To keep a function out of the registry (and out of the LLM tool surface entirely) while still callable from SQL, set as_tool: false:

functions:
- name: internal_hash
from: sql
as_tool: false
signature:
args: [{ name: x, type: int64 }]
returns: int64
body: 'x * 2654435761'

User-defined table functions (UDTFs) are SQL-only and are not currently registered as LLM tools, so they don't appear in the registry.

Reserved Tool Names and Conflicts​

tool_search and tool_invoke are reserved names. If a user-defined tool, function, or MCP tool registers under either name:

  • tools: search_registry → fails at startup with a clear error.
  • tools: auto → logs a warning and falls back to direct tools.

Rename the offending tool, or set as_tool: false to keep it SQL-only.
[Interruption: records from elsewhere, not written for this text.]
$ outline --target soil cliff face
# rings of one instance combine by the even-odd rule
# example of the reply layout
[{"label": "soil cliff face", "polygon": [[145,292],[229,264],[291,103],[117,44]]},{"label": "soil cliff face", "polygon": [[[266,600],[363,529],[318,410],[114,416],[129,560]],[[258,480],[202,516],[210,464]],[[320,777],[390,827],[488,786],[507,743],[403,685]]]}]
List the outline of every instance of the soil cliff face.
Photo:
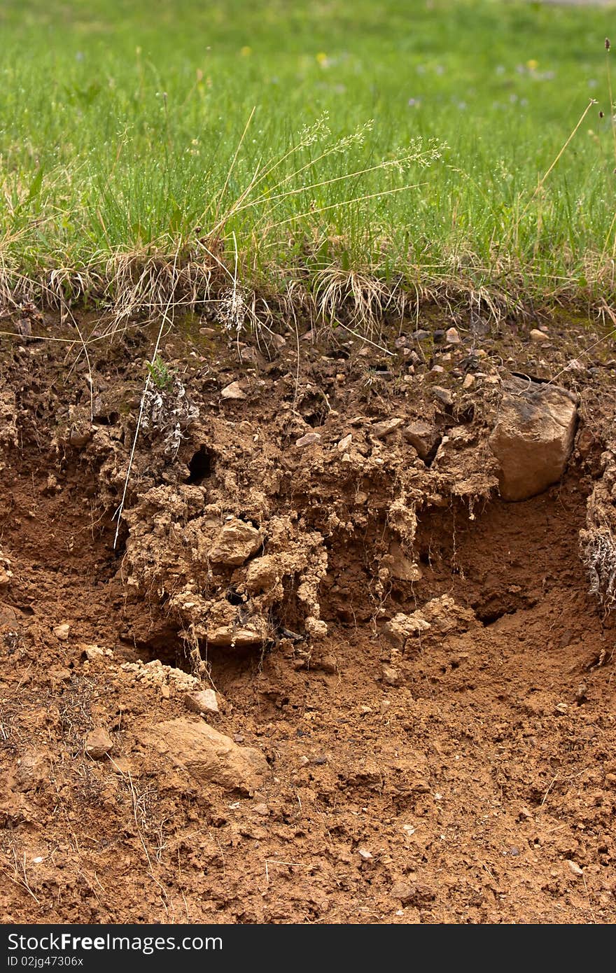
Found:
[{"label": "soil cliff face", "polygon": [[4,914],[613,921],[611,340],[81,325],[0,345]]}]

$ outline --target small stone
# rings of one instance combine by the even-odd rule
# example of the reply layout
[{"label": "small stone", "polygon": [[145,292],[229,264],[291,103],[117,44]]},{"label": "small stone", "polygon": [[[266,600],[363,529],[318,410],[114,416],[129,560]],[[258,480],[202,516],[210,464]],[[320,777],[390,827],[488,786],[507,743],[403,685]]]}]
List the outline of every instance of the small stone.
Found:
[{"label": "small stone", "polygon": [[218,700],[213,689],[200,689],[197,693],[187,693],[184,697],[187,709],[195,713],[218,713]]},{"label": "small stone", "polygon": [[83,450],[85,446],[88,446],[92,434],[90,431],[80,431],[79,429],[71,429],[70,436],[68,437],[68,442],[73,447],[74,450]]},{"label": "small stone", "polygon": [[439,402],[442,402],[444,406],[453,405],[453,396],[450,392],[449,388],[443,388],[442,385],[433,385],[432,395],[435,399],[438,399]]},{"label": "small stone", "polygon": [[382,681],[386,686],[399,686],[400,685],[400,672],[393,666],[383,666],[382,667]]},{"label": "small stone", "polygon": [[395,882],[389,892],[393,899],[400,899],[402,905],[407,905],[415,895],[415,886],[407,882]]},{"label": "small stone", "polygon": [[370,431],[373,436],[376,436],[377,439],[384,439],[390,432],[393,432],[398,428],[398,426],[401,426],[403,422],[404,419],[398,417],[383,419],[380,422],[375,422]]},{"label": "small stone", "polygon": [[336,656],[322,656],[318,663],[318,667],[323,672],[327,672],[328,675],[336,675],[338,672],[338,660]]},{"label": "small stone", "polygon": [[92,760],[102,760],[113,749],[113,740],[106,730],[96,727],[86,738],[86,753]]},{"label": "small stone", "polygon": [[307,432],[306,436],[301,436],[295,441],[296,446],[309,446],[311,443],[318,443],[321,439],[320,432]]},{"label": "small stone", "polygon": [[226,385],[220,393],[222,399],[245,399],[246,393],[243,391],[238,381],[232,381],[231,385]]},{"label": "small stone", "polygon": [[105,655],[104,650],[99,645],[87,645],[84,648],[84,653],[86,659],[91,663],[94,662],[95,659],[102,659]]},{"label": "small stone", "polygon": [[421,419],[412,422],[405,428],[404,438],[417,450],[417,455],[424,460],[433,450],[436,450],[440,440],[438,430]]},{"label": "small stone", "polygon": [[528,338],[531,342],[548,342],[550,340],[548,335],[544,334],[543,331],[539,331],[538,328],[533,328]]}]

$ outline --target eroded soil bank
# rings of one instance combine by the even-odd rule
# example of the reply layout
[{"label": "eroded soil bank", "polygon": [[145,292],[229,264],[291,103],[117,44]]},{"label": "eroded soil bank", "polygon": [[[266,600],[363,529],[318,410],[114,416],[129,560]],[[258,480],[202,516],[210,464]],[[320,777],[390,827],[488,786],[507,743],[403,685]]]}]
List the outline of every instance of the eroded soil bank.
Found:
[{"label": "eroded soil bank", "polygon": [[[177,322],[115,548],[156,329],[5,323],[5,920],[614,921],[597,322]],[[505,502],[503,396],[549,379],[573,450]]]}]

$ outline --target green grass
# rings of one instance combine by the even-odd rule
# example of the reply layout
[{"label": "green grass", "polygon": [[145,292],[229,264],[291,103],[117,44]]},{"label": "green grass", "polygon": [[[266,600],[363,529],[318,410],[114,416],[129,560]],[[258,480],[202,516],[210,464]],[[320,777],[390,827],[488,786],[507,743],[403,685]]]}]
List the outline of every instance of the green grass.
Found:
[{"label": "green grass", "polygon": [[5,0],[5,292],[129,307],[127,281],[191,264],[202,296],[236,261],[242,294],[332,312],[349,287],[614,296],[614,26],[490,0]]}]

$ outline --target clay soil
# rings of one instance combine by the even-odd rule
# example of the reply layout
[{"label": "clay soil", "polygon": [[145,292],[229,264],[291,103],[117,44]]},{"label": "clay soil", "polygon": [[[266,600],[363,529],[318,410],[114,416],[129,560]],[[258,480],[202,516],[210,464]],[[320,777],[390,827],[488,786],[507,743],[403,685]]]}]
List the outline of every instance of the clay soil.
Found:
[{"label": "clay soil", "polygon": [[[89,360],[34,308],[0,342],[3,920],[613,922],[614,621],[580,545],[600,322],[420,314],[371,344],[176,321],[115,547],[158,328],[78,322]],[[579,401],[563,478],[517,503],[487,446],[511,373]],[[187,708],[212,688],[218,713]],[[266,758],[258,787],[148,742],[204,719]]]}]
Discovering What's in the Registry​

Two ways to inspect the catalog from outside the model:

  • From SQL — SELECT * FROM list_udfs() WHERE source = 'user'; lists every user-declared function, regardless of whether it's currently in the registry.
  • From the HTTP API — GET /v1/functions returns the functions registered as both SQL and tool entries.

For tools (built-in plus MCP plus function-derived), the model can call tool_search with an open-ended query (e.g. query: "*") — though in practice, asking for the tools relevant to the current step is what the model actually wants.